On 5 December 2019 ESMA released its report on Market Data Pricing and an European Consolidated Tape following the implementation of MiDID2 and MiFIR. It is a prime example of regulators having little understanding of the subject matter and allowing themselves to be influenced by a vociferous activist minority (IPUG) that has not heard of the ‘Law of Unintended Consequences’, then producing a work of art that is more ‘impressionist’ than ‘renaissance’. Didn’t they read EVIA’s well thought out submission?
For a detailed examination of the issues, I recommend Reg Pritchard’s excellent in-depth analysis to be found on the Tabb Forum at https://tabbforum.com/opinions/esma-and-market-data-fees-we-need-to-talk-about-value
Rather than repeat Reg Pritchard’s points, this brief aims to summarise why if ESMA’s recommendations were to be implemented it would increase the costs of trading, directly and negatively hurting the institutions supposedly saving money on data, impact liquidity, and drive up the cost of data to a fast growing segment of the financial markets, the pension funds, unit trusts (mutual funds), wealth managers, and the mass retail market which only now is gaining access to information once the sole preserve of the biggest financial institutions.

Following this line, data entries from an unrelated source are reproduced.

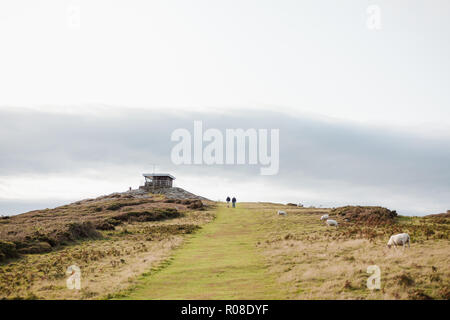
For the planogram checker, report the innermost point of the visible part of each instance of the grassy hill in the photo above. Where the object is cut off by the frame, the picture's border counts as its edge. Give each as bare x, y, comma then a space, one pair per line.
170, 249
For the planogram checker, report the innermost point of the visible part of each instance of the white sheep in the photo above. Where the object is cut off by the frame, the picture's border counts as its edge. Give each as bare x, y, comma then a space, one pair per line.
332, 222
400, 239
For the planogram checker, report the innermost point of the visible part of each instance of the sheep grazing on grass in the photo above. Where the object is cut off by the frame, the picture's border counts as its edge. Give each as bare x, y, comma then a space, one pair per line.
400, 239
332, 222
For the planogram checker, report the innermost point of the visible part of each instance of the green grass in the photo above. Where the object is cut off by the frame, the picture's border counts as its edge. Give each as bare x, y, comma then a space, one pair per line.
221, 261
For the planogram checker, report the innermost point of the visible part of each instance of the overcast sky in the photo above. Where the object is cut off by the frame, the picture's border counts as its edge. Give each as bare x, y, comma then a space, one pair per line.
90, 92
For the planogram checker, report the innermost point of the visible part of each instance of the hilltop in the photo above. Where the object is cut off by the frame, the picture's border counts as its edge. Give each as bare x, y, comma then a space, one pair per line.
133, 245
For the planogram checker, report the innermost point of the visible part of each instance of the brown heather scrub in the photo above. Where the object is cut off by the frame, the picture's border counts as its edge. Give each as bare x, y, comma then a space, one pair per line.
112, 239
314, 261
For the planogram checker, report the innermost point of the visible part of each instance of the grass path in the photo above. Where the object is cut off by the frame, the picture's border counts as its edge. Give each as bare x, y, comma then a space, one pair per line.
221, 261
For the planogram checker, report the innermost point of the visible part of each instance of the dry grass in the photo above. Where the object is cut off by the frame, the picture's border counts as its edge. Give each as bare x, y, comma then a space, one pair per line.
110, 262
318, 262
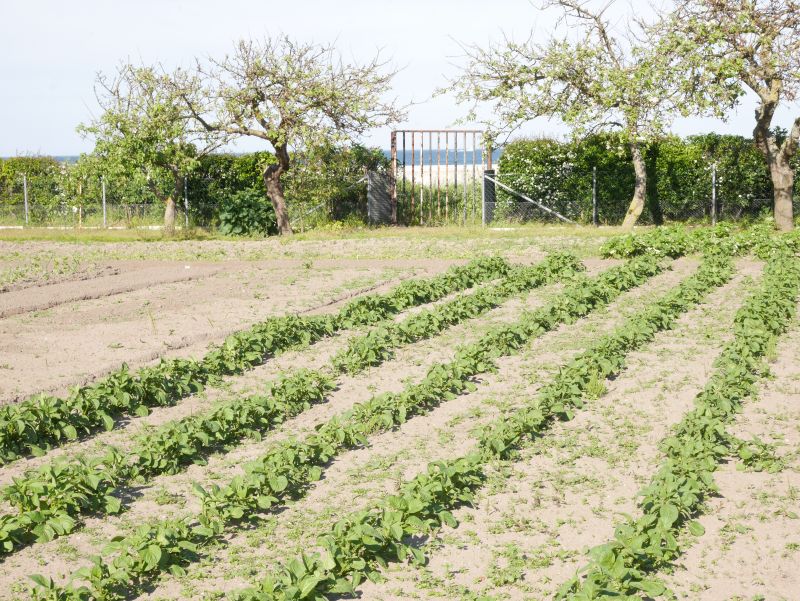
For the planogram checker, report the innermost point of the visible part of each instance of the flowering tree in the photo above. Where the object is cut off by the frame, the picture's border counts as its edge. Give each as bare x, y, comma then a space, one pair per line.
599, 82
293, 96
730, 46
144, 133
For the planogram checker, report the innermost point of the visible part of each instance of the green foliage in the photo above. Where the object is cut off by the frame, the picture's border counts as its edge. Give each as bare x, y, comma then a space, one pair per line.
559, 174
247, 213
758, 239
693, 450
288, 467
376, 346
192, 439
42, 422
364, 542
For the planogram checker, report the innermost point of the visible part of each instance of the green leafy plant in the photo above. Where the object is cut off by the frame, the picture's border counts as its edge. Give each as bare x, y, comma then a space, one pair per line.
44, 422
247, 213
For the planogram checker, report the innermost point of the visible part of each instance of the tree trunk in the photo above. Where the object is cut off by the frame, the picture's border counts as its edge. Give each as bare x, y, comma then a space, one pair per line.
778, 158
783, 187
640, 190
272, 182
169, 214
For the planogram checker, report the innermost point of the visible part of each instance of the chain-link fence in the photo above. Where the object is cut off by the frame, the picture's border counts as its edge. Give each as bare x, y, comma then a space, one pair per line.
36, 201
603, 198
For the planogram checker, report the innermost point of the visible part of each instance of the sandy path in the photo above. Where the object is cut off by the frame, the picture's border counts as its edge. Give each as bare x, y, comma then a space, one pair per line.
751, 547
358, 476
127, 278
316, 356
534, 520
175, 489
76, 342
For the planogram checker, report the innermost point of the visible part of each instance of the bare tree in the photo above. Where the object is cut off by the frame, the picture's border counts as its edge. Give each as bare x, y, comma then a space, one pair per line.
602, 81
291, 95
144, 133
733, 45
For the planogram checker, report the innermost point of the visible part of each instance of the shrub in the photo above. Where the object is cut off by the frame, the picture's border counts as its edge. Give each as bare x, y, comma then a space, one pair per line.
247, 213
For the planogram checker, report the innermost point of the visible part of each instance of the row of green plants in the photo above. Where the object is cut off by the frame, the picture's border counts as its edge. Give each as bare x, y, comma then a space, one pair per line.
623, 567
288, 468
759, 239
44, 422
378, 344
364, 542
49, 499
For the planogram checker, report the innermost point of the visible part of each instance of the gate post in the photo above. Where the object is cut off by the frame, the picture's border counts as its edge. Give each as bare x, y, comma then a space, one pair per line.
393, 178
595, 216
488, 196
714, 194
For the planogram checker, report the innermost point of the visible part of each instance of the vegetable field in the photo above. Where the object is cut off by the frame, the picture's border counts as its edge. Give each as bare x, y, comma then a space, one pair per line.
511, 415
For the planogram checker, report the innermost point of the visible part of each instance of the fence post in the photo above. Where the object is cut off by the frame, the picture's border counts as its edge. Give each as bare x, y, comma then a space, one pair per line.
25, 195
487, 196
714, 194
393, 180
595, 219
103, 187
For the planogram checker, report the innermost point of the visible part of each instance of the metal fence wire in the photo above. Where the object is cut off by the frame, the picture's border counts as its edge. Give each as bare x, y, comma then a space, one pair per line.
453, 195
596, 197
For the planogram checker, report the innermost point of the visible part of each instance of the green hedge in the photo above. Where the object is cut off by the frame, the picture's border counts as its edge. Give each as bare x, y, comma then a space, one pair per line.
559, 174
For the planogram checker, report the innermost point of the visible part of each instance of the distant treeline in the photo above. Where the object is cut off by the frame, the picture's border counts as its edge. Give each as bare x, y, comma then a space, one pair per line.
679, 172
329, 180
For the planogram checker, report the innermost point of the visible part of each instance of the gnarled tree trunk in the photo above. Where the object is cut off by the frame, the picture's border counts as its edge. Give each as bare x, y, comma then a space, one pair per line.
272, 182
640, 190
783, 188
169, 214
778, 157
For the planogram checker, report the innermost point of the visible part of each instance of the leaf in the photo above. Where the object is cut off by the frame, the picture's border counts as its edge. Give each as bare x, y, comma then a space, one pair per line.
113, 504
696, 528
151, 556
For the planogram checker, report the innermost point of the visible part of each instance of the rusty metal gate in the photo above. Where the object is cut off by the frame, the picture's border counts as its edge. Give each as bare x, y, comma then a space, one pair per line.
437, 176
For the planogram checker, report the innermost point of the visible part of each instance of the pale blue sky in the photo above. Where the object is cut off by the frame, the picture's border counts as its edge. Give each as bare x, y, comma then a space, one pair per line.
50, 51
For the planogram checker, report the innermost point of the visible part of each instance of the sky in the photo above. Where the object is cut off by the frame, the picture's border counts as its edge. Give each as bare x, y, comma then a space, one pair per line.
51, 51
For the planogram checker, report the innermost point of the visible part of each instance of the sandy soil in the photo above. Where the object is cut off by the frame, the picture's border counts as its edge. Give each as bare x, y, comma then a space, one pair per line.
535, 518
142, 314
751, 547
357, 477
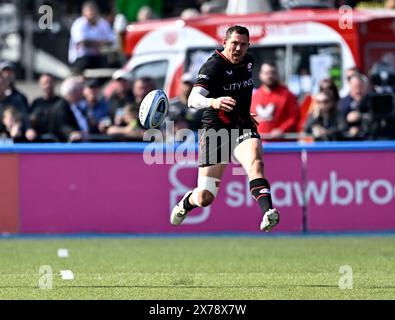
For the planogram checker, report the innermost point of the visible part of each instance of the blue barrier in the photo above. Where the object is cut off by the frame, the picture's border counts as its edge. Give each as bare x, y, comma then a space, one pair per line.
139, 147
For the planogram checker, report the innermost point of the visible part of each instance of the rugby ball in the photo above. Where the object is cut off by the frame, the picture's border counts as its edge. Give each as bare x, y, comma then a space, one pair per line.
153, 109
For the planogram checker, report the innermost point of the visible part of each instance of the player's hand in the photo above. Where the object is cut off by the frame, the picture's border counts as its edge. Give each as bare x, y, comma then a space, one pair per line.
224, 103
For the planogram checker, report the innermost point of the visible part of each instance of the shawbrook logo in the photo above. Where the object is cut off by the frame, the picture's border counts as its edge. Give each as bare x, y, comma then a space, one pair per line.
334, 191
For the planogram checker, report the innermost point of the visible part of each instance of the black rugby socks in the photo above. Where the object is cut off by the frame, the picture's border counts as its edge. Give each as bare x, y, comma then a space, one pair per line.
260, 190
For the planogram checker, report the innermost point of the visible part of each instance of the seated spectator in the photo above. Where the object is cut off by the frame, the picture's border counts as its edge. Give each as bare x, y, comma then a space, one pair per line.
96, 107
90, 37
327, 85
145, 13
11, 125
350, 72
68, 120
275, 106
8, 73
178, 106
7, 99
42, 106
141, 87
322, 122
129, 127
389, 4
354, 108
189, 13
122, 93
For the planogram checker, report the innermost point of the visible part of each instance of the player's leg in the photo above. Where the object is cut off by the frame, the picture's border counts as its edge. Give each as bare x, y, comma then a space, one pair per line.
249, 153
214, 154
202, 196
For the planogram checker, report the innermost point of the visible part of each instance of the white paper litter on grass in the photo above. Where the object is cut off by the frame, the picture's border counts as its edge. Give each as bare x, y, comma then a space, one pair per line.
67, 274
63, 253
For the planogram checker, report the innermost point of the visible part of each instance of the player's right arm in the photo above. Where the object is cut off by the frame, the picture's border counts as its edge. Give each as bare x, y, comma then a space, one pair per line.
198, 100
208, 79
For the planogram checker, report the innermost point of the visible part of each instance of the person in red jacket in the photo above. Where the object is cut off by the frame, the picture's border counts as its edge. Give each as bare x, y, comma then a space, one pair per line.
275, 106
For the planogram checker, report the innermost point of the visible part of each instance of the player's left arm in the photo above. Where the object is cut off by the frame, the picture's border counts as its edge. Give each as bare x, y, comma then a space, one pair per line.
291, 110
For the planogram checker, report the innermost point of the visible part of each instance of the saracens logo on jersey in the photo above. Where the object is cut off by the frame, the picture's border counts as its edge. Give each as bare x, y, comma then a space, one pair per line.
238, 85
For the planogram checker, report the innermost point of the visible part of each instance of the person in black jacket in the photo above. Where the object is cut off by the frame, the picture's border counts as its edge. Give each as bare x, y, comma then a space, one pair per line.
68, 121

ESMA’s proposals flies in the face of the expanding democratisation of data. They would limit access to the clique of financial institutions with the largest resources, at the expense of smaller innovative financial firms, and those serving the man in the street as detailed above. The end result would increase costs in other areas, making it more expensive to participate in financial markets, not less.
The financial institutions which pay for and consume data do not do this for the sake of it, they do it for cold, hard business reasons, to make money by offering their own services which includes the cost of data hidden in the price tag. When companies like Liquidnet call for ‘Free Data’ (Quoted in Politico) do they provide their own services for free?
This means the logical next step is to cap the fees of the products offered by these institutions containing this data, so protecting the next level of consumer. In reality this is a poor argument, but to regulators the reasoning is basically sound.
Finding solutions to problems that do not really exist usually leads right down the path to Salem.